Sekutu Amerika di NATO juga mengawasi pemilu tersebut dengan cermat. Perancis dan Jerman mengadakan pertemuan pertahanan tingkat tinggi pada menit-menit terakhir pada hari Rabu di Paris untuk membahas hasilnya, dan Ukraina mungkin akan menjadi pusat pertemuan tersebut. Dua negara besar di Uni Eropa memberikan dukungan penting kepada Ukraina untuk mempertahankannya dari perang Rusia.
Sekretaris Jenderal NATO Mark Rutte, mengutip “Rusia yang lebih agresif,” juga menggunakan moto Trump “perdamaian melalui kekuatan.”
Rutte memuji Trump atas upayanya selama masa jabatan pertamanya dalam membujuk negara-negara anggota aliansi tersebut untuk meningkatkan belanja pertahanan.
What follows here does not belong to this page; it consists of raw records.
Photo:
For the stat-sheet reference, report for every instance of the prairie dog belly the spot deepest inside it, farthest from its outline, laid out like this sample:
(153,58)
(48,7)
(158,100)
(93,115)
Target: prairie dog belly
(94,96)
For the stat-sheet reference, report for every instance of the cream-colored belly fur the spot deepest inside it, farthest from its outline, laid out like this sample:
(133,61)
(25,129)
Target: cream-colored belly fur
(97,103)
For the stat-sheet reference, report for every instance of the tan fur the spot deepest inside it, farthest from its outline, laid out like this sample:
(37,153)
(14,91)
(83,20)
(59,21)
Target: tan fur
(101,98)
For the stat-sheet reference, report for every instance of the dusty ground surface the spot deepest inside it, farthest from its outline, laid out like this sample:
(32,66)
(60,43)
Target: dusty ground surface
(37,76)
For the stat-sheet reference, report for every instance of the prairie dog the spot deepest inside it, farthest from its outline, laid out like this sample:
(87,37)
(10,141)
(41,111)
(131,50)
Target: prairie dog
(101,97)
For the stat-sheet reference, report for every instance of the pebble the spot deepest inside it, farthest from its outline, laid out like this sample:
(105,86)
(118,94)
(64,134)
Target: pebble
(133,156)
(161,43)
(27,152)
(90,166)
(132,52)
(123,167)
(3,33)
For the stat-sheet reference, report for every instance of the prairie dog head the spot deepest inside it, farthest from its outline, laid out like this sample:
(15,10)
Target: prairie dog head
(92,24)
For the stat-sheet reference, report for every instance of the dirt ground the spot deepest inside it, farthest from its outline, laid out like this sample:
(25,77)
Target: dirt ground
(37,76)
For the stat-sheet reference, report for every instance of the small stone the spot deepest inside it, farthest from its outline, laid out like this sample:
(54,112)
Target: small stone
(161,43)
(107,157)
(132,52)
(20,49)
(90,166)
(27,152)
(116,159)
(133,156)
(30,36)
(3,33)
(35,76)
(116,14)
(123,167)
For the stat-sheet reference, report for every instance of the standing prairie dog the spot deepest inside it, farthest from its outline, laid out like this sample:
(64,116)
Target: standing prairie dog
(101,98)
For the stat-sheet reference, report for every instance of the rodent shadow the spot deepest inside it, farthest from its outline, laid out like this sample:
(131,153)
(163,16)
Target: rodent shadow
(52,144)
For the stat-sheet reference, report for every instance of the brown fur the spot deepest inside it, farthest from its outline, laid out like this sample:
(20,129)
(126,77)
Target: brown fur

Di Moskow, juru bicara Kremlin Dmitry Peskov mengatakan dia tidak memiliki informasi apakah Putin berencana memberi selamat kepada Trump tetapi menekankan bahwa Moskow melihat AS sebagai negara yang “tidak bersahabat”.
Peskov menegaskan kembali klaim Kremlin bahwa dukungan AS terhadap Ukraina sama dengan keterlibatannya dalam konflik tersebut, dan mengatakan kepada wartawan: “Jangan lupa bahwa kita berbicara tentang negara yang tidak bersahabat yang secara langsung dan tidak langsung terlibat dalam perang melawan negara kami.”
Namun, dia menyatakan janji Trump untuk segera mengakhiri perang setelah terpilih.
“AS dapat membantu mengakhiri konflik ini,” kata Peskov, seraya menambahkan bahwa “hal ini tentu tidak dapat dilakukan dalam semalam.”
Konovalov melaporkan dari wilayah Kharkiv. Reporter Associated Press Lorne Cook di Brussels; Hanna Arhirova, Illia Novikov dan Volodymyr Yurchuk di Kyiv, Ukraina; Danica Kirka di London; dan Dasha Litvinova di Tallinn, Estonia, berkontribusi pada laporan ini.